The Record is glad to present in its Service Men’s Corner this week another group of five fine young men, all brothers, now in the service of their country.

These are sons of Mr. and Mrs. Frank Waller of Fentress. An interesting and significant feature of this story is that the young men pictured here are first cousins of the five Graham brothers that were featured in a recent issue of the Record, all being in the service.

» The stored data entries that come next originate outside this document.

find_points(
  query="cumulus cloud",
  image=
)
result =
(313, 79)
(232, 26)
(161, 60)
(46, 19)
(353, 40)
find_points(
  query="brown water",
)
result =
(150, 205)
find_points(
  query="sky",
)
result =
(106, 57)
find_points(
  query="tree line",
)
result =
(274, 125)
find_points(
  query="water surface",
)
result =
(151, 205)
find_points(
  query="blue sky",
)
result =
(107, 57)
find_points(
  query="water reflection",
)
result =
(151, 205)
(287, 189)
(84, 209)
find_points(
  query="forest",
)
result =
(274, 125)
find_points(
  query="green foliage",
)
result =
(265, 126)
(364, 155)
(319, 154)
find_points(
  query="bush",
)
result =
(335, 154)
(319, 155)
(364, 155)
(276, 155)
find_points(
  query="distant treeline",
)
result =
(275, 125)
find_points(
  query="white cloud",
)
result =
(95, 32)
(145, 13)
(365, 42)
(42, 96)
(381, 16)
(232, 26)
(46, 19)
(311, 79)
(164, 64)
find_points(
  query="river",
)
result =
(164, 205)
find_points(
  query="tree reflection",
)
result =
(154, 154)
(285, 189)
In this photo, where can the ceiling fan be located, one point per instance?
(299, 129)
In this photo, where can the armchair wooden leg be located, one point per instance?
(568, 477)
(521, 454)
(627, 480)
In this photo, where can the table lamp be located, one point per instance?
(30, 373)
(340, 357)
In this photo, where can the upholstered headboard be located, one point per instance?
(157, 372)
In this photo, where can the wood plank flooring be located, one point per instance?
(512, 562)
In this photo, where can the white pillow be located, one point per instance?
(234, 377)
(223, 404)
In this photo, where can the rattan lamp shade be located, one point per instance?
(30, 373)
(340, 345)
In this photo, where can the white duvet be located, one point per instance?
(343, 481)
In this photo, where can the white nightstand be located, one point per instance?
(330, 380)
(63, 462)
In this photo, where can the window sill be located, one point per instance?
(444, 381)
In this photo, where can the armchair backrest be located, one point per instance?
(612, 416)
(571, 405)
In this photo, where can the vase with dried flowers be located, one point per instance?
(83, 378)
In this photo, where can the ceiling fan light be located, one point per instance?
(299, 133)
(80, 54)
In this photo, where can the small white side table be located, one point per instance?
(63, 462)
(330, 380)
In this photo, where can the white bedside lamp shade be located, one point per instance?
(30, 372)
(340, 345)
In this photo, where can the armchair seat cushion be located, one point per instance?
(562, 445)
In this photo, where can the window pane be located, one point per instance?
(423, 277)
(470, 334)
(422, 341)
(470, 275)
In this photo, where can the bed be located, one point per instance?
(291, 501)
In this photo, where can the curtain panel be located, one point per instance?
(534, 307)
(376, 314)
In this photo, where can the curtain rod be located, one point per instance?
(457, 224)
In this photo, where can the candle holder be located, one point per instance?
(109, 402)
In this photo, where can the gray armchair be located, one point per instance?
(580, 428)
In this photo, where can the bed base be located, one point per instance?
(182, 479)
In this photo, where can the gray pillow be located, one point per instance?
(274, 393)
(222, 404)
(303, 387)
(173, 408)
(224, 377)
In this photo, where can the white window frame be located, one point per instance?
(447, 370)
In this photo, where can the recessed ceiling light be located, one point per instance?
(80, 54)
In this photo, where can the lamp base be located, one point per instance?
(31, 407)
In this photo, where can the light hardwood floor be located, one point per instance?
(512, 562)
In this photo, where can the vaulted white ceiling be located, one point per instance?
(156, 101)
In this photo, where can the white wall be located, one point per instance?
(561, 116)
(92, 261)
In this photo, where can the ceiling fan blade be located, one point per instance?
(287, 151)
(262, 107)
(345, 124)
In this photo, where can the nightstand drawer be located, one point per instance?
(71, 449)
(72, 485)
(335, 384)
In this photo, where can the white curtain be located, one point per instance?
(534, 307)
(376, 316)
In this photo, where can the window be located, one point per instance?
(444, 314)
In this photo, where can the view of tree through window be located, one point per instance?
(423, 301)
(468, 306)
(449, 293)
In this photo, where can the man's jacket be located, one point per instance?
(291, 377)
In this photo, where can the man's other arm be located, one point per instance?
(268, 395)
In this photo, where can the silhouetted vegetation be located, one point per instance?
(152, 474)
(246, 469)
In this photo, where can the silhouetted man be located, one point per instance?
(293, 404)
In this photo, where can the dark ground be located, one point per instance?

Their mothers, Vida Waller and Bruce Graham, are sisters and their fathers, Ed. Graham and Frank Waller, are cousins.

The Waller brothers pictured above are as follows: Joe Waller, U. S. Navy; Pfc. Maurice Waller, overseas; Pfc. Bill Waller, Hd. Co. 32 A. B., Indiantown Gap, Pennsylvania; Cpl. Donald Waller, Base Weather Station, Luke Field, Phoenix, Ariz.; Pfc. Graham Waller, Co. B. 155 Inf., Camp Shelby, Miss.

The above pictures and script appeared in the San Marcos Record of January 29th and are reproduced here by the permission of that newspaper.

Mr. and Mrs. Waller and their sons are due thanks and admiration of all Americans for the sacrifices they are making for their country.

Source: Lockhart (TX) Post Register, 1943

*****

Joe, Donald, and Graham served in the Pacific. Bill and Maurice served in Northern Europe. All returned. Bill came home deaf from bomb concussion and spent the next twenty years telling curious children that his hearing aid was a telephone. In 1967 and ’68, a new surgery being taught at the VA hospital in Houston restored his conversational hearing.

…considering what you have to work with

Crystal and Bill Waller. October, 1942

My mother told a story about the first time she hosted Thanksgiving dinner in her own home. She’d laid out the china and the crystal and the sterling and the silver gravy boat my grandmother insisted every married woman must have (even when the married woman was going to live near an oil field where the silver would immediately turn black.)

Finished with the table, she indulged in whimsy. She went outside and picked some purple wildflowers she thought particularly unattractive. (“Ugly” was her exact word.) She arranged them and placed them on the table.

When my grandmother arrived, Mother said, “What do you think of my centerpiece?”

My grandmother, missing the humor, replied, “Well, dear, I think you did as well as can be expected, considering what you had to work with.”

That line entered the Waller Book of Familiar Quotations. We used it for every achievement: making pies, mowing the lawn, climbing on top of the house to turn the TV antenna, explaining first semester grades from college: I did as well as can be expected, considering what I have to work with.

I wish my parents could read that story. I wish they could see other things I’ve written. They would laugh at Miss Pinksie Craigo whacking her cane against a chair, and Mr. Archie Parsons using his favorite (marginally) un-blasphemous expletive, and Aunt Lydia…Oh my, I can just imagine them reading about Aunt Lydia.

Some old ladies are worth more than an ode. Some, however, are marked 75% off–too good to resist.

My parents were generous. They gave me language and laughter. I think they would approve of the way I’m using them. They would be pleased to know I’m trying.

If I could ask, I believe they would also grant permission: We gave you words. Use them as you will. No secrets. No holding back.

With such a blessing, a writer doesn’t have to be ruthless or to rob anyone.

She just has to do as well as can be expected, considering what she has to work with.